At the root of it, the article suggests that the nature of the lipid layer could help catalyze the sort of reactions needed to (apparently?) insert RNA in a cell, or at least to get it to stick to the cell. But it's not clear at all that there's any real smoke here. G-quadruplex is an interesting, apparently naturally-occurring, molecule; are there others?

One other question that confuses me a little about this, too—and again, all I have are ignorant questions: wouldn't we see some heritage of these changes in cells? We have two broad classes of them (prokaryotes and eukaryotes), but are there antecedents that would give a sense of the evolutionary history of the cell? If the lipid layer is involved in somehow attracting and/or inserting RNA into a protocell, what kind of evidence would we see in cells today? Is it reasonable to suppose that we'd have some kind of biomarkers in the cell proper to show its changing complexity?

I suppose the answer to this is no--we shouldn't necessarily expect it. But at the same time, it seems like protocells as I've imagined are infrastructure more than they are a scaffold. Maybe that assumption is wrong; but if it is, the picture is muddier than ever: if the scaffold disappears without a trace, it leaves you in the awkward position of always hypothesizing without ever getting to how the building was made in the first place.

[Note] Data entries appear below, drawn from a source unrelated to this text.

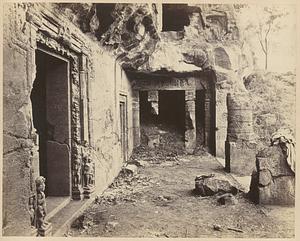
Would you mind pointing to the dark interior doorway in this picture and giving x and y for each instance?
(50, 99)
(200, 117)
(123, 128)
(172, 109)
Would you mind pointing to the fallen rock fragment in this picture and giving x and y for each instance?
(208, 185)
(110, 226)
(227, 198)
(130, 169)
(217, 227)
(273, 181)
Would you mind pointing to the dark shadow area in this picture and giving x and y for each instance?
(50, 108)
(172, 109)
(200, 117)
(104, 14)
(175, 17)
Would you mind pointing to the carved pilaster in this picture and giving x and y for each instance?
(190, 121)
(44, 228)
(88, 173)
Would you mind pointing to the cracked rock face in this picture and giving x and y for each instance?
(273, 182)
(133, 35)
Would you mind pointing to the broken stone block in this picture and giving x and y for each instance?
(130, 169)
(110, 226)
(208, 185)
(240, 157)
(273, 182)
(227, 198)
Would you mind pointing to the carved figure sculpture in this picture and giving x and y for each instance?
(41, 211)
(31, 207)
(87, 171)
(76, 173)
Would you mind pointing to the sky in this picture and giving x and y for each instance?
(282, 43)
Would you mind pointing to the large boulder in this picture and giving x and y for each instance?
(273, 182)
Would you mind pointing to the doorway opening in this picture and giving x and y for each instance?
(172, 110)
(50, 99)
(200, 118)
(123, 128)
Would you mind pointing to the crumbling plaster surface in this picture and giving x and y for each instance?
(18, 140)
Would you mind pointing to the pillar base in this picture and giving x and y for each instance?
(87, 191)
(240, 157)
(45, 232)
(77, 194)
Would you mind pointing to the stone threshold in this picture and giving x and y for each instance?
(244, 181)
(62, 220)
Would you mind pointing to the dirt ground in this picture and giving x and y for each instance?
(159, 202)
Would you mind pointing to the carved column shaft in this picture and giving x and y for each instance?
(136, 118)
(190, 121)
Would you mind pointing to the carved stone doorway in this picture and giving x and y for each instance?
(50, 99)
(123, 128)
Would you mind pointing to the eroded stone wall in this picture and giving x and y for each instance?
(97, 133)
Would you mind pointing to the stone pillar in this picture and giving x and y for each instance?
(136, 118)
(240, 148)
(83, 98)
(88, 172)
(207, 120)
(221, 123)
(44, 228)
(153, 99)
(190, 121)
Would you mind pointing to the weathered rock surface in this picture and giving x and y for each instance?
(208, 185)
(273, 182)
(227, 198)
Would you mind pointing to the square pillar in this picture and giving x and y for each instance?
(207, 120)
(153, 99)
(136, 118)
(190, 121)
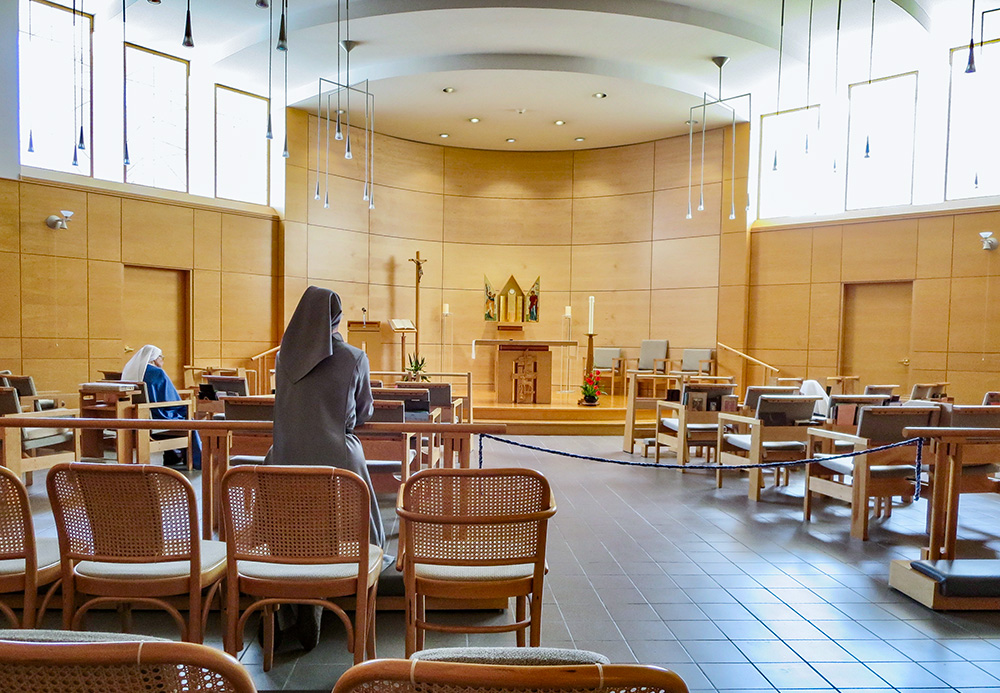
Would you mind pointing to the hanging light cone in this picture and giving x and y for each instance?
(188, 41)
(282, 35)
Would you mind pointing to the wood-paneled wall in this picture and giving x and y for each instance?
(608, 223)
(798, 274)
(62, 289)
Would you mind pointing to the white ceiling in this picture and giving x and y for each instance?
(521, 65)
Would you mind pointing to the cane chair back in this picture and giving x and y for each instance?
(418, 676)
(25, 563)
(120, 667)
(300, 534)
(476, 534)
(129, 533)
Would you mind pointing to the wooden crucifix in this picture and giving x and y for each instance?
(416, 321)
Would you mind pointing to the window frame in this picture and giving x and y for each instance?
(215, 143)
(187, 111)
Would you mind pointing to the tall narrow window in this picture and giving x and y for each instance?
(973, 149)
(54, 56)
(880, 142)
(797, 173)
(241, 150)
(157, 119)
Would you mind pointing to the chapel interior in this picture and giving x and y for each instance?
(587, 243)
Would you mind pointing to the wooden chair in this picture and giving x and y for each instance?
(777, 433)
(692, 422)
(299, 534)
(29, 449)
(112, 667)
(129, 534)
(26, 563)
(474, 534)
(418, 676)
(609, 361)
(877, 475)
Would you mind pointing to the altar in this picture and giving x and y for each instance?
(522, 371)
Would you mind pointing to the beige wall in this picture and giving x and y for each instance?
(608, 223)
(797, 279)
(62, 316)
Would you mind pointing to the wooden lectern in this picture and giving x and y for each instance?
(367, 336)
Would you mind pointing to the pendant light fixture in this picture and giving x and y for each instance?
(971, 67)
(781, 51)
(871, 55)
(125, 160)
(188, 41)
(270, 31)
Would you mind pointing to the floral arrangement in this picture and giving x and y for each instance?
(591, 387)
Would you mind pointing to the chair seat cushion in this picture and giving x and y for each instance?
(511, 656)
(213, 563)
(969, 577)
(742, 441)
(473, 573)
(878, 471)
(47, 552)
(673, 425)
(324, 571)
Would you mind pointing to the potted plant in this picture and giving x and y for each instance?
(591, 388)
(415, 368)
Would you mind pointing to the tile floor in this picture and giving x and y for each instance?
(659, 567)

The G-quadruplex is not a molecule, it is a specific assembly of either molecules or structures within a single molecule

Something you need to understand for these long chain molecules is that they can fold in, around, and on themselves being held together by numerous weak molecular interactions. Proteins and DNA/RNA behave this way

https://en.m.wikipedia.org/wiki/G-quadruplex


TIL--thanks a bunch! I've been glad to see some related threads come up on HN lately on this issue, and it's been a fruitful source of (hopefully) intelligent distraction.